Interpretive Summary: The fungus Sclerotinia sclerotiorum (Lib.) de Bary attacks sunflower (Helianthus annuus) causing root, stalk, and head rot, and is one of the most damaging and difficult-to-control sunflower diseases. Wild perennial Helianthus species have been identified to contain an abundance of resistance genes to this fungus. Genetic analysis has indicated that Sclerotinia resistance is multigenic, and that resistance to basal stalk and head rot are not related. The objectives of this study were to: (1) transfer Sclerotinia stalk rot resistance from resistant wild perennial hexaploid and diploid Helianthus accessions, and interspecific amphiploids into cultivated sunflower, via the traditional backcross method; and (2) evaluate stalk rot resistance via field testing to identify progenies with higher levels of resistance. A two-year field evaluation for stalk rot resistance showed progeny families derived from all the stalk rot resistant sources were performing well, and the lines originally derived from head rot resistant sources also showed good stalk rot resistance. Detailed analysis for the stalk rot resistance of each progeny family and the possible introgression of the wild segments will be studied in future experiments.

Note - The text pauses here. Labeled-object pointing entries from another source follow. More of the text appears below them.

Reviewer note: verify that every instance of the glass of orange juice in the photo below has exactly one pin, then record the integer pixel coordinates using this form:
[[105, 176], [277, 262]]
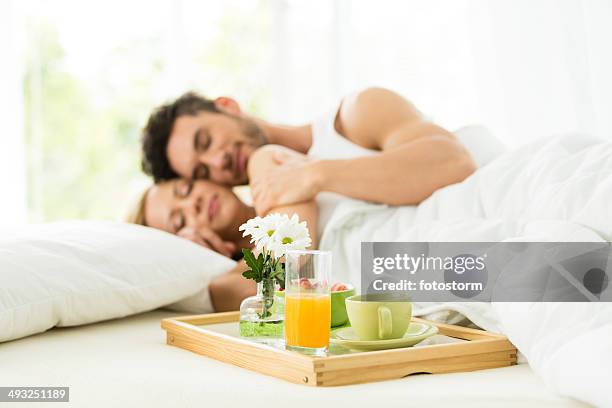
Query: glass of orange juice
[[307, 301]]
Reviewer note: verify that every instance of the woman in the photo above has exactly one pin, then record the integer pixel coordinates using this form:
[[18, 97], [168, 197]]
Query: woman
[[210, 215]]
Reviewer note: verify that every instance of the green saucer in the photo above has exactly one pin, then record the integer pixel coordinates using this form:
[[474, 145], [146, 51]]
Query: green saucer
[[416, 333]]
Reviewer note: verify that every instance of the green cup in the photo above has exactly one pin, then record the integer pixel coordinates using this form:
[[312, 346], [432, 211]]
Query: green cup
[[338, 306], [379, 316]]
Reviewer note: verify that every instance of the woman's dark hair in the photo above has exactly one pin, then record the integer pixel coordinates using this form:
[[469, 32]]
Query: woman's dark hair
[[156, 133]]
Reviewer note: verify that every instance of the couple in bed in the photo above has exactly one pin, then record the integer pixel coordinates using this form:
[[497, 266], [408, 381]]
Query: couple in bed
[[374, 146]]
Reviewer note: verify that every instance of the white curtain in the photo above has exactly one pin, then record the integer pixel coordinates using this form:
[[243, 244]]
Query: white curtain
[[12, 164], [524, 68]]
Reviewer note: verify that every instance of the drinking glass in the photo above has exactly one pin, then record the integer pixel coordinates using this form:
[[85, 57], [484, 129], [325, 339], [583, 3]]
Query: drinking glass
[[307, 301]]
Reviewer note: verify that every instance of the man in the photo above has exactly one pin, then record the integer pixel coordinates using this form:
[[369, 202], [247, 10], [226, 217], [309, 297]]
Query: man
[[400, 157]]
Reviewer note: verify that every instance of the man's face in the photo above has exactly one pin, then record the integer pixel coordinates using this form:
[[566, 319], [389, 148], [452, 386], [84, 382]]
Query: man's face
[[213, 146]]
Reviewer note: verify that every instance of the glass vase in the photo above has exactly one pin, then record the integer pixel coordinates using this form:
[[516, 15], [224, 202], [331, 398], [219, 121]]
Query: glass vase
[[262, 316]]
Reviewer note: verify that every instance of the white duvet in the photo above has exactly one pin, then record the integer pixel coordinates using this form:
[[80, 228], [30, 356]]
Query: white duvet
[[558, 189]]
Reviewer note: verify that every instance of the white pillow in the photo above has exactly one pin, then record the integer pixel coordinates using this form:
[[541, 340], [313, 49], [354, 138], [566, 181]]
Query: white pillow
[[78, 272], [481, 143]]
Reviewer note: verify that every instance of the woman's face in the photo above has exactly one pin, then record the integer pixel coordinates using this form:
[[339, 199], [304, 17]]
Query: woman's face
[[176, 204]]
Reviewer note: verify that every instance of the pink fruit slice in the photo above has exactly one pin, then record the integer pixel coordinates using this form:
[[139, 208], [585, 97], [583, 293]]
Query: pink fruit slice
[[339, 286]]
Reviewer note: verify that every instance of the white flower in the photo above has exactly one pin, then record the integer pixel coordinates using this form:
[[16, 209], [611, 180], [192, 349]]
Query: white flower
[[269, 224], [277, 233], [290, 235], [251, 227]]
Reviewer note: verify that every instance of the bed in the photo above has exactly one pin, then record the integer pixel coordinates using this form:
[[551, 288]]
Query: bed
[[558, 189], [125, 362]]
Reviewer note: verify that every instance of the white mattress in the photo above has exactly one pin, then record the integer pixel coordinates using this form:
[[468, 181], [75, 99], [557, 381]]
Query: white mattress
[[127, 363]]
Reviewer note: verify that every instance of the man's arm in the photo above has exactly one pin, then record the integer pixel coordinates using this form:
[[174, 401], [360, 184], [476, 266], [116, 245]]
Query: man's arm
[[417, 158]]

Technical Abstract: Replicated field tests of 313 progeny families screened for stalk rot resistance at Carrington, ND in 2009 showed good introgression of resistance genes. These materials were planted again in 2010 for a second year of field evaluation, as well as the new families with seed increased in 2009. In 2010, replicated field tests with a total of 413 progeny families were screened for stalk rot resistance. Two years of data for the 313 entries for stalk rot resistance are reported. We have decided to eliminate the heavily infected families from both years, and further evaluate only the lightly infected families in 2011. Molecular tracking using SSR markers suggested a higher frequency of gene introgression when perennial diploids species were used. In 2010, eight accessions from three diploid and one tetraploid perennial species were established in the greenhouse for crossing with HA 410 and HA 451. The new crosses will provide more diverse resistance genes for developing Sclerotinia resistant germplasm.